Colombo Telegraph

Homosexuality, Happy Marriages & Mangala Saga

By Rajiva Wijesingha

Prof. Rajiva Wijesinha MP

Have only just seen Mangala Samaraweera’s bizarre assertion of innocence (his name in the old days) regarding his recent visit to New York with a gentleman from his personal bureau. It must have been someone with a particularly whimsical sense of humour who declared of young Sameera, as though it would crush all rumours, that ‘Manahara is the happily married father of a beautiful baby girl’.

Did Mangala realize when he signed off on this that the implication is that, had Sameera been unmarried, there might have been cause for worry about the public funds spent? Did he realize that, had Sameera been married, but not had children, beautiful or otherwise, the country might have thought the New York stay was for ulterior motives?

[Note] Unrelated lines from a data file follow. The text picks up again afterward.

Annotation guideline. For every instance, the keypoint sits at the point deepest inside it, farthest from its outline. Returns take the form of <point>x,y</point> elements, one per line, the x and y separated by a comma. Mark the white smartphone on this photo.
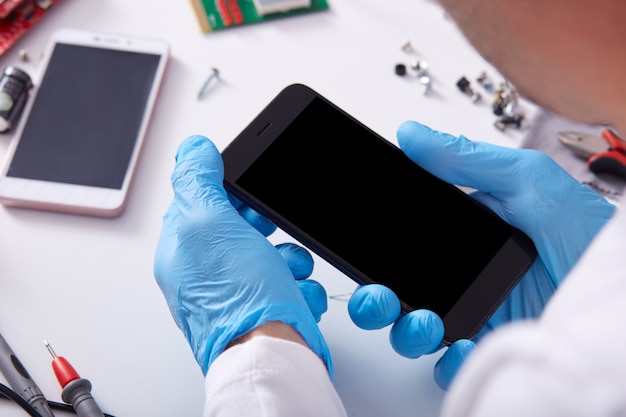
<point>78,142</point>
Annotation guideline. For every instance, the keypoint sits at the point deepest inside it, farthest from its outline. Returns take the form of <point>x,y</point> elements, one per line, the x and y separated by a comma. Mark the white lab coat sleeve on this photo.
<point>270,377</point>
<point>571,361</point>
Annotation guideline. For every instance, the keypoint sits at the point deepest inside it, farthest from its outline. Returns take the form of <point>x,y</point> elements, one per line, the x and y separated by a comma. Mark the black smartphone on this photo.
<point>356,200</point>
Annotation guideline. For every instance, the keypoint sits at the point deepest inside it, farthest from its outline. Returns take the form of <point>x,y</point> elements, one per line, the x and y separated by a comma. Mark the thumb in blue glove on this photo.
<point>528,190</point>
<point>220,276</point>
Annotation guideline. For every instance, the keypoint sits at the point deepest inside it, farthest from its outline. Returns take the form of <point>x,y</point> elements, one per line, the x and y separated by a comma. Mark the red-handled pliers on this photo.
<point>604,154</point>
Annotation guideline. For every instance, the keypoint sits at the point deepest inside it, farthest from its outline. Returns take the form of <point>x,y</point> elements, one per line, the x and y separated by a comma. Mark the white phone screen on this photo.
<point>86,117</point>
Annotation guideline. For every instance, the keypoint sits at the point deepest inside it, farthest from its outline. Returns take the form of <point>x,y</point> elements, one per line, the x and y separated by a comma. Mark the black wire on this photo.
<point>9,394</point>
<point>66,407</point>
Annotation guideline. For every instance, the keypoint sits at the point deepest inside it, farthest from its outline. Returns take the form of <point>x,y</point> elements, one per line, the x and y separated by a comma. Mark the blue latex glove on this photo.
<point>524,187</point>
<point>220,276</point>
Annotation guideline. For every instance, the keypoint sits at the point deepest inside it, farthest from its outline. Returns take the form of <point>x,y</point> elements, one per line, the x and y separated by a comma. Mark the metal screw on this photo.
<point>505,121</point>
<point>214,74</point>
<point>464,86</point>
<point>408,47</point>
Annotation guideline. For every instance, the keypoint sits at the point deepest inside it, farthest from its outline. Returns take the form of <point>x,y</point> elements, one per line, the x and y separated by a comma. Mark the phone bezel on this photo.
<point>73,198</point>
<point>480,300</point>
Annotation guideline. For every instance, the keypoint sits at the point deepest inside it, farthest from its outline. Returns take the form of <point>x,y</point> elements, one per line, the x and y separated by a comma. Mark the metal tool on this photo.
<point>21,382</point>
<point>76,390</point>
<point>605,153</point>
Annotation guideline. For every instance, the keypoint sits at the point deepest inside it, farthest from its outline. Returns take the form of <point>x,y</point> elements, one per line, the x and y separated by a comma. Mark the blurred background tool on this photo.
<point>604,154</point>
<point>21,382</point>
<point>76,390</point>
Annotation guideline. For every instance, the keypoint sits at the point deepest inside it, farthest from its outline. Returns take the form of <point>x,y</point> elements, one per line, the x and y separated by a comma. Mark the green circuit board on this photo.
<point>222,14</point>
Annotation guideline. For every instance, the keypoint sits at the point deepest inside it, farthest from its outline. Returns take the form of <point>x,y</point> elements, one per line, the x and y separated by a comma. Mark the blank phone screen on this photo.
<point>86,117</point>
<point>363,200</point>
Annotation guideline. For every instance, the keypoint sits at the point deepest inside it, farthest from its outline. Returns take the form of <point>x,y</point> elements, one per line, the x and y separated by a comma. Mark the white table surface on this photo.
<point>86,285</point>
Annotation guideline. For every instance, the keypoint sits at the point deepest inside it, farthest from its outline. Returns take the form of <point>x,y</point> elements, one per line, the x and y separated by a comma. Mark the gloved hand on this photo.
<point>524,187</point>
<point>220,276</point>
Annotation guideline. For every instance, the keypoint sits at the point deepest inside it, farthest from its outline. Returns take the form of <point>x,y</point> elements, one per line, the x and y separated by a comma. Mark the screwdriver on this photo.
<point>76,390</point>
<point>21,381</point>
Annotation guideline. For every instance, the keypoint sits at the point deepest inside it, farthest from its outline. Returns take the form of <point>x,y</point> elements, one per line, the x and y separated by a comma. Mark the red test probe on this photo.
<point>76,390</point>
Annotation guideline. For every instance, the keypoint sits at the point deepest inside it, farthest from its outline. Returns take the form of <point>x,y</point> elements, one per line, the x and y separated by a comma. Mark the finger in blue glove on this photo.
<point>220,276</point>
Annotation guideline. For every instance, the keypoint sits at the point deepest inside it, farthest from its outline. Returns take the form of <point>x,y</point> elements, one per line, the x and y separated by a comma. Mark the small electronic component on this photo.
<point>14,87</point>
<point>222,14</point>
<point>264,7</point>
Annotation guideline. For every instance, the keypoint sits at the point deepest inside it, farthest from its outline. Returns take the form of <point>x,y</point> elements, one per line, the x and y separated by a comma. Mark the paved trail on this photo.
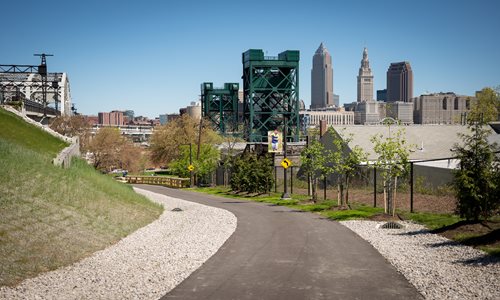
<point>278,253</point>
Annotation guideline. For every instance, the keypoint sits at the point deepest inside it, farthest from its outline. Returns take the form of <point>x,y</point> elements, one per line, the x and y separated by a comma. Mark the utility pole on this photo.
<point>285,192</point>
<point>42,70</point>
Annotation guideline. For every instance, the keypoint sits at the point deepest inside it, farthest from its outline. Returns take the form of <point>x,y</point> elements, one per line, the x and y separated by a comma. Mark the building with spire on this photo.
<point>365,79</point>
<point>399,82</point>
<point>322,80</point>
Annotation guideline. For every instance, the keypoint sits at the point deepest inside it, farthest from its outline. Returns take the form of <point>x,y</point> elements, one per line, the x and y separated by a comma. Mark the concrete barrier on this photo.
<point>159,180</point>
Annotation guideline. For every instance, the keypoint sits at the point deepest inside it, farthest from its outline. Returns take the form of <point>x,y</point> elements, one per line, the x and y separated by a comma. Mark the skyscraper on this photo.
<point>365,79</point>
<point>399,82</point>
<point>322,79</point>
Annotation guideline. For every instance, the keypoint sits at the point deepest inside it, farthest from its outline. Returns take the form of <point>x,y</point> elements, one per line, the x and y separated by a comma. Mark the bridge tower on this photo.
<point>271,94</point>
<point>220,106</point>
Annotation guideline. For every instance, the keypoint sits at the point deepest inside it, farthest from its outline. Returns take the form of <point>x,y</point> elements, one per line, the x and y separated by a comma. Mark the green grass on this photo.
<point>51,217</point>
<point>299,202</point>
<point>17,131</point>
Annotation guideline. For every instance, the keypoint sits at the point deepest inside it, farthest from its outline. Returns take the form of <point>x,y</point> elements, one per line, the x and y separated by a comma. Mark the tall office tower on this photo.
<point>399,82</point>
<point>322,79</point>
<point>365,79</point>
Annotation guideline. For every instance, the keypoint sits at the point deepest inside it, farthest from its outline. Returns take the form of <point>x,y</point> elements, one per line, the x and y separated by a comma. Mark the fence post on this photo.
<point>411,187</point>
<point>375,187</point>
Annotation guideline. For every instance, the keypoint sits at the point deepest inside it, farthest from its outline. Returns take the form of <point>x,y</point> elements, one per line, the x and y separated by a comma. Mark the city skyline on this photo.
<point>152,58</point>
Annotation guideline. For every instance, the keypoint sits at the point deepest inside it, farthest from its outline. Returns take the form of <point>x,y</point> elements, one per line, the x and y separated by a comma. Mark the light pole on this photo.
<point>285,192</point>
<point>190,167</point>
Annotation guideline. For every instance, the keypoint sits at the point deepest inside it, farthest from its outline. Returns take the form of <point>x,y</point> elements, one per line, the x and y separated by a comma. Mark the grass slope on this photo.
<point>51,217</point>
<point>17,131</point>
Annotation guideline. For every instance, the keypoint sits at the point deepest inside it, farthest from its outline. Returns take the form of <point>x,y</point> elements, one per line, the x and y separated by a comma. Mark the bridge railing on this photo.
<point>159,180</point>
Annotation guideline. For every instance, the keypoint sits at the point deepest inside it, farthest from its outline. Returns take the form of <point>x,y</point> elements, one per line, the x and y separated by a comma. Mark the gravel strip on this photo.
<point>437,267</point>
<point>146,264</point>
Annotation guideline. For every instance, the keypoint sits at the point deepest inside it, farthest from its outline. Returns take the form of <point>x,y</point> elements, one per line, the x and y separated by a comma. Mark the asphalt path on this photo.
<point>280,253</point>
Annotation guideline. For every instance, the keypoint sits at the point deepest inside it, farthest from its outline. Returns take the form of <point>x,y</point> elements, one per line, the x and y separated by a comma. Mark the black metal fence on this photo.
<point>425,188</point>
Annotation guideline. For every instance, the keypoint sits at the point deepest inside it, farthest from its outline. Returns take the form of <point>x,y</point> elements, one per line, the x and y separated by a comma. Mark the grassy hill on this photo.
<point>51,217</point>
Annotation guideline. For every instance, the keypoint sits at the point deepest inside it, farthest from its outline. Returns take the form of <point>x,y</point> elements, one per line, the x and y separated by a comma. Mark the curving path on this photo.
<point>279,253</point>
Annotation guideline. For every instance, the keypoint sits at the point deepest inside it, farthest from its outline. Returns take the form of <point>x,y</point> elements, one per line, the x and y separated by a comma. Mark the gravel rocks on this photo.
<point>437,267</point>
<point>146,264</point>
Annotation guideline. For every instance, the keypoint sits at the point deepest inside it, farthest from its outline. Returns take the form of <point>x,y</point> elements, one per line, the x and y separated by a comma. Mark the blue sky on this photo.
<point>152,56</point>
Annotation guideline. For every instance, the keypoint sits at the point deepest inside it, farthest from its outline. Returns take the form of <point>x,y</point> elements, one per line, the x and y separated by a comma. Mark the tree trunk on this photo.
<point>385,197</point>
<point>313,187</point>
<point>394,197</point>
<point>341,199</point>
<point>347,192</point>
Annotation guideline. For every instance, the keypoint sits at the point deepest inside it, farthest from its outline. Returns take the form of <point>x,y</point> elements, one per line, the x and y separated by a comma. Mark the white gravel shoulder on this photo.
<point>146,264</point>
<point>437,267</point>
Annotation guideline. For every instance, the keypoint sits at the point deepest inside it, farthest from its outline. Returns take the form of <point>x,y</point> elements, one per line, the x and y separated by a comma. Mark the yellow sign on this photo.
<point>275,141</point>
<point>285,163</point>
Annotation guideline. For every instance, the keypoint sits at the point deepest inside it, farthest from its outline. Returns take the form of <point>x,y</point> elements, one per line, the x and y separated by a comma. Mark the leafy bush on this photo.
<point>251,173</point>
<point>477,181</point>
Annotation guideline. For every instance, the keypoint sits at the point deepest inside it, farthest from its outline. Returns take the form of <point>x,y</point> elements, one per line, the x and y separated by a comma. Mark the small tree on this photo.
<point>167,139</point>
<point>477,181</point>
<point>345,162</point>
<point>314,164</point>
<point>393,153</point>
<point>203,167</point>
<point>111,150</point>
<point>73,126</point>
<point>486,108</point>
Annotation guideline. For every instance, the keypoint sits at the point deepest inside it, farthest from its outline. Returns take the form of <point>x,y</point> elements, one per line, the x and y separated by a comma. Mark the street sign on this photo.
<point>285,163</point>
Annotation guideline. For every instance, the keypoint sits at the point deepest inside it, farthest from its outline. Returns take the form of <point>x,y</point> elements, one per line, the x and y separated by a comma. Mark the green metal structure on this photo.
<point>220,106</point>
<point>271,94</point>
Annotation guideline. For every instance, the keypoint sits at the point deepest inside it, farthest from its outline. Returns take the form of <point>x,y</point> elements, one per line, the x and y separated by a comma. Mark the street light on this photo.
<point>190,167</point>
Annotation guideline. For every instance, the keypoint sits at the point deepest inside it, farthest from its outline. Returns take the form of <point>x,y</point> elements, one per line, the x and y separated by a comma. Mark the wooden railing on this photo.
<point>159,180</point>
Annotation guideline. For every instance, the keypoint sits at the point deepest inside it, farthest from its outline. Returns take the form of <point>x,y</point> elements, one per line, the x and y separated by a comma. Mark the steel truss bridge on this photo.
<point>271,94</point>
<point>220,106</point>
<point>41,93</point>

All this is a great pity, because Mangala has never been hypocritical about himself, and he should have realized that the issue was the money spent, not about whether Sameera is happily or unhappily married. I now begin to understand why

Jayampathy Wickremaratne did not accept my suggestion, when we were drafting the manifesto, that the entire Bill of Rights he so efficiently put together at my urging way back in 2008/2009 be included. The Committee had been set up in accordance with a pledge in the 2005 Mahinda Chintanaya but had given up because I think Jayampathy was by then deeply suspicious of the President. Nevertheless he reactivated the Committee at my request when I became Secretary of the Ministry of Disaster Management and Human Rights (then too I had what more experienced politicians think is the simplistic view that a government should stand by the commitments in its manifesto).

The draft was good and I tried to get the Minister to put it on the agenda but he was nervous, since the President had also told him to hold back until after the election on the Human Rights Action Plan the Ministry had put together. That, thankfully, was adopted after the election even though the Ministry had been abolished. But there was no movement on the Bill of Rights, even though I asked the President to take it forward. His claim was that there were some things he did not want, and when I asked what, he said the Bill would legalize homosexuality. He declared that he would not allow prosecutions with regard to homosexuality, which seemed a silly position since the problem with the law is the fear and oppression it engenders.

But I was weak enough to suggest that he take out what he did not like and have the rest passed. He was however adamant, and said the matter could be taken up by Ranil. I suppose he thought that there was no chance of Ranil getting into power, but now that the impossible has happened, I hope the UNP at least will support the Bill when it is tabled. Perhaps we can then stop this nonsense about happy marriages, with or without beautiful daughters.

We should be concentrating on preventing waste and ensuring that public funds are spent for public purposes. I have suggested to Karu that the whole idea of a massive private office for Ministers is corrupting, with so many relations being appointed who fulfil no public purpose. But I fear that codes of conduct and streamlined administrative systems are of little interest to anyone else.